In the same speech President Xi refers to the ever-important issue of air and water pollution. Stating that air pollution is top priority he reminds the audience that China has made a promise to the international community that before hosting the 2022 Beijing winter Olympics air quality will be improved. Specifically targeting the Beijing-Tianjin-Hebei Region and its surrounding area, the Yanztze River Delta, and the Fenhe-Weihe river Plain would be essential for a substantial improvement in air quality which he calls an “unconditional requirement ….to bring back blue skies” To achieve this it will be necessary to eliminate individual coal-fired boilers and suspend operations of outdated coal-fired power plants and then transform and upgrade them. On controlling water pollution Xi Jinping suggests that all urban water bodies need to be cleaned up and in particular the Bohai sea water must be improved and the Yangtze River ecosystem should be protected and restored. In addition, soil pollution control can be done through promulgating and implementing a law to enforce the action plan (pp.427-29).

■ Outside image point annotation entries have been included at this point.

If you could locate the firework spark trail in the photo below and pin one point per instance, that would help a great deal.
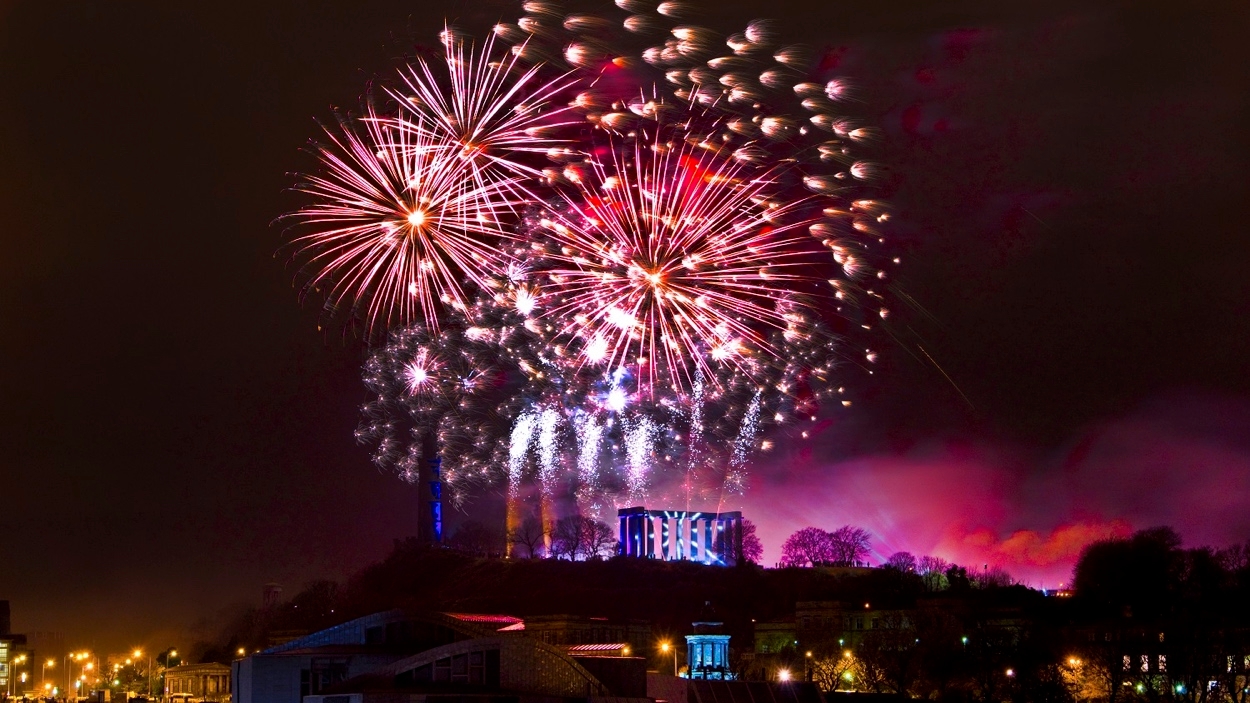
(549, 447)
(695, 434)
(394, 228)
(590, 440)
(519, 448)
(651, 284)
(639, 448)
(666, 263)
(743, 447)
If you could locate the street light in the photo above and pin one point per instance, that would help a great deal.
(665, 647)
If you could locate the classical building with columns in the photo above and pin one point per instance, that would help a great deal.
(675, 536)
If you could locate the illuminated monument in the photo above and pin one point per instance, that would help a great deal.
(708, 648)
(711, 538)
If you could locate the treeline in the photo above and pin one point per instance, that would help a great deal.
(1149, 619)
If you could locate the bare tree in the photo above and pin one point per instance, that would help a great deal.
(806, 548)
(726, 543)
(831, 668)
(528, 539)
(933, 571)
(580, 538)
(849, 546)
(903, 562)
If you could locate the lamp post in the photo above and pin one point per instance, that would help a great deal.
(665, 647)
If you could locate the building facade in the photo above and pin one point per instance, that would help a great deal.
(681, 536)
(196, 683)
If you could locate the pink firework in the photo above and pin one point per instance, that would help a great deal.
(488, 108)
(395, 229)
(669, 259)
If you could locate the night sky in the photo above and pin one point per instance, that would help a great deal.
(1069, 183)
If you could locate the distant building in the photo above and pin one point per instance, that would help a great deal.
(14, 657)
(678, 536)
(198, 683)
(708, 649)
(564, 631)
(423, 657)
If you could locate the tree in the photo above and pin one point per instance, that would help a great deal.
(806, 548)
(901, 562)
(580, 538)
(526, 539)
(753, 549)
(998, 577)
(933, 572)
(849, 546)
(830, 668)
(889, 654)
(1138, 573)
(476, 538)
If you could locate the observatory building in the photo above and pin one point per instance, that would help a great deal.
(674, 536)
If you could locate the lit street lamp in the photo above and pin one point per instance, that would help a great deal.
(665, 647)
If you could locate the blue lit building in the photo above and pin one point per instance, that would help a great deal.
(708, 649)
(679, 536)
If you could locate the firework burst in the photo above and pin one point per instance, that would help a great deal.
(394, 228)
(495, 114)
(608, 249)
(668, 259)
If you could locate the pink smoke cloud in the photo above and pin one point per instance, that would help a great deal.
(1181, 460)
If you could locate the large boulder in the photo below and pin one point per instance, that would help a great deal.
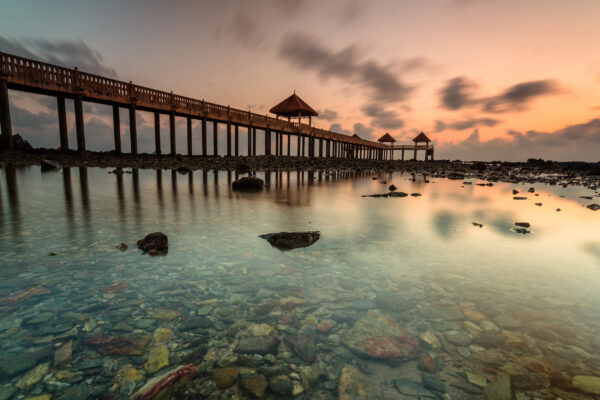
(154, 243)
(291, 240)
(378, 337)
(248, 184)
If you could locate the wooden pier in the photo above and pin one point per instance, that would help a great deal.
(22, 74)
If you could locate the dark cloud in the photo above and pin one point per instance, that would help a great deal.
(306, 52)
(516, 97)
(383, 118)
(579, 142)
(327, 114)
(458, 93)
(465, 124)
(363, 131)
(68, 53)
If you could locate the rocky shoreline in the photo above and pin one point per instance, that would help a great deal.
(551, 172)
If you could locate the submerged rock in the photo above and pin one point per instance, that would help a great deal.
(154, 243)
(248, 184)
(291, 240)
(163, 386)
(379, 337)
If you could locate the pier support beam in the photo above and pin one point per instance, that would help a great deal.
(204, 151)
(172, 132)
(157, 149)
(189, 132)
(215, 139)
(228, 139)
(132, 129)
(237, 141)
(79, 126)
(62, 124)
(5, 124)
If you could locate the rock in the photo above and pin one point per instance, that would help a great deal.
(281, 384)
(33, 376)
(164, 385)
(62, 356)
(499, 390)
(24, 295)
(379, 337)
(154, 243)
(158, 358)
(303, 346)
(433, 382)
(587, 384)
(476, 380)
(353, 385)
(411, 388)
(13, 364)
(196, 323)
(225, 377)
(255, 384)
(291, 240)
(258, 345)
(248, 184)
(116, 345)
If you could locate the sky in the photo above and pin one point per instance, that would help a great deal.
(484, 79)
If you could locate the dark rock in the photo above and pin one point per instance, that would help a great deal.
(291, 240)
(281, 384)
(258, 345)
(154, 243)
(248, 184)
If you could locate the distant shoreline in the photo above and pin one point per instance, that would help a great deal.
(552, 172)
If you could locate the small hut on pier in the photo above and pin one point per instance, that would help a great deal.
(294, 107)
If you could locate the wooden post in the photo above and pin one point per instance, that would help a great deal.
(204, 150)
(189, 126)
(132, 129)
(249, 140)
(62, 125)
(237, 140)
(228, 139)
(5, 124)
(215, 140)
(172, 132)
(157, 149)
(79, 126)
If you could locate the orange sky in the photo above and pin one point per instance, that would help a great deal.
(347, 56)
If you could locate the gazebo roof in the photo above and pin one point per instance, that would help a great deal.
(292, 106)
(421, 137)
(386, 138)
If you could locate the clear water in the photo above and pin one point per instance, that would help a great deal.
(424, 249)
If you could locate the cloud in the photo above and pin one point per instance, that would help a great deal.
(327, 114)
(68, 53)
(465, 124)
(574, 142)
(382, 118)
(307, 53)
(459, 92)
(516, 97)
(365, 132)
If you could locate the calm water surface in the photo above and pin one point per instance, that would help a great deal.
(488, 301)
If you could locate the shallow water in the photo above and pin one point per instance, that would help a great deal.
(373, 255)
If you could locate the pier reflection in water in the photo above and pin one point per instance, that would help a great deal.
(418, 260)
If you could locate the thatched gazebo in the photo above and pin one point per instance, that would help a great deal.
(294, 107)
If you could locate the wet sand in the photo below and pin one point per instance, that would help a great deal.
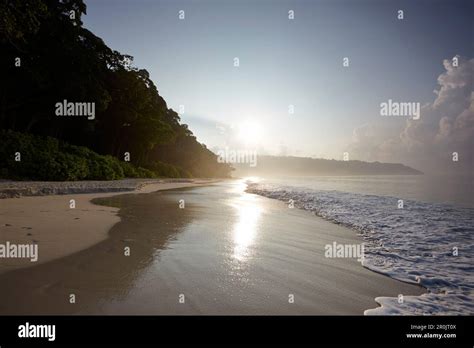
(226, 252)
(58, 230)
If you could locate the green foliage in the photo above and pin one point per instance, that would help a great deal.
(46, 158)
(130, 116)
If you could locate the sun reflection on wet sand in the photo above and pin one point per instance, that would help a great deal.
(246, 227)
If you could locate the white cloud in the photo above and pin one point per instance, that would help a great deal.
(446, 126)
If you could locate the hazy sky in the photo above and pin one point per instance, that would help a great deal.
(297, 62)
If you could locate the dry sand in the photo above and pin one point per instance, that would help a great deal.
(47, 220)
(227, 252)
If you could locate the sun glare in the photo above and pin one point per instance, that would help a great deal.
(249, 133)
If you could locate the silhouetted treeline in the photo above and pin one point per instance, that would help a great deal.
(50, 58)
(294, 166)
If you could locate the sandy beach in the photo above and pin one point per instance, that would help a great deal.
(40, 213)
(226, 252)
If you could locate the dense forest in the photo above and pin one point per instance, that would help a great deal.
(48, 57)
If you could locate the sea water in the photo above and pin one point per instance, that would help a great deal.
(415, 228)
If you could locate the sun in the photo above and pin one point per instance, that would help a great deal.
(249, 132)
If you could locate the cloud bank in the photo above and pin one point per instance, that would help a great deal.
(446, 126)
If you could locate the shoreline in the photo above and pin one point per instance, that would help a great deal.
(47, 204)
(248, 267)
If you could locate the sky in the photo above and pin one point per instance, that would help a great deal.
(299, 62)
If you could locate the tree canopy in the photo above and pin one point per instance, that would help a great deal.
(50, 57)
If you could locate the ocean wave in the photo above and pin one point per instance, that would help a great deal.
(425, 243)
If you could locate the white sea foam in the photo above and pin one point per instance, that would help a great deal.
(414, 244)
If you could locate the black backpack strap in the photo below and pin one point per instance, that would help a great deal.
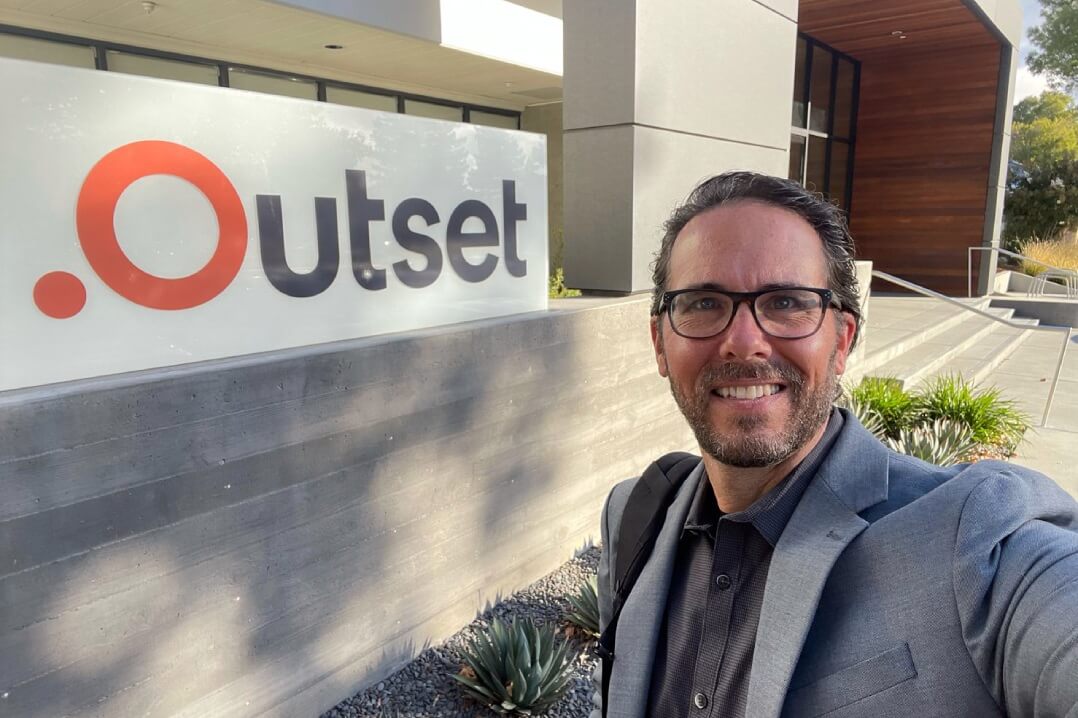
(640, 523)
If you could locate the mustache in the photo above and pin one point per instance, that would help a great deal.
(730, 371)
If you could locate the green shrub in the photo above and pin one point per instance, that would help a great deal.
(556, 288)
(868, 416)
(585, 607)
(993, 420)
(520, 670)
(1060, 253)
(884, 397)
(944, 442)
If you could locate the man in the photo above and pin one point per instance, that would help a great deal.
(802, 568)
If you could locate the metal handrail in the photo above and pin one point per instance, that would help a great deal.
(969, 264)
(950, 300)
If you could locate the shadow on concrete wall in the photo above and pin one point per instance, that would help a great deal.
(265, 537)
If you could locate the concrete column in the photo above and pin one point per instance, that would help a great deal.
(997, 170)
(660, 95)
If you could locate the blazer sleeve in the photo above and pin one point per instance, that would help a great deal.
(1016, 574)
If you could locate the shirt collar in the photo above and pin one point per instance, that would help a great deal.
(771, 512)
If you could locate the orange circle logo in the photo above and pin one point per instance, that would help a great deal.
(97, 205)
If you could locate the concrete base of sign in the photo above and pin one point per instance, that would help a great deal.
(267, 535)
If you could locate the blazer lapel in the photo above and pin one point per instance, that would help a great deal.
(643, 615)
(853, 478)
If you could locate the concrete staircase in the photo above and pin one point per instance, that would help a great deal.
(913, 339)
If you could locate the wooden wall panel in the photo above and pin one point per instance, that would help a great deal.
(921, 171)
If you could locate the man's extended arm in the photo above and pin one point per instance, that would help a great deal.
(1017, 588)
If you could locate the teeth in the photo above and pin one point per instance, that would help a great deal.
(747, 391)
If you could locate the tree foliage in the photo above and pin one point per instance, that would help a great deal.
(1045, 129)
(1055, 43)
(1042, 187)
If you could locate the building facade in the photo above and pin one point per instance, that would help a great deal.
(267, 530)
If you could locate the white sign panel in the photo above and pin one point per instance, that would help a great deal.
(150, 223)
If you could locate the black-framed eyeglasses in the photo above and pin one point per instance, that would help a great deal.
(786, 313)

This section on environment and ecology also consists of the inaugural speech President Xi delivered on April 2019 at the International Horticulture Exhibition in Beijing. Since this event was attended by many foreign heads of governments and other dignitaries he urges all nations to join hands to meet the common challenges, he says “Only together we can effectively address climate change, marine pollution, biological conservation, and other global environmental issues, and achieve the UN 2030 Agenda for Sustainable Development” (p.436). Towards the end of this speech he mentions that China is prepared to work with other countries “to create a better homeland and a global community of shared future.” (p.437). The last sub-section on this subject is the Chinese president’s speech at the Forum on Eco-conservation and quality Development of the Yellow River Basin. Here he emphasizes on improving water conservation and preventing potential hazards due to too much sediment in the Yellow River.

Overall, the selection of speeches on ecology and environment made by the publishers is rather commendable as it gives the reader a very comprehensive picture of the policies and priorities of the Chinese leadership on a matter which has world-wide consequences.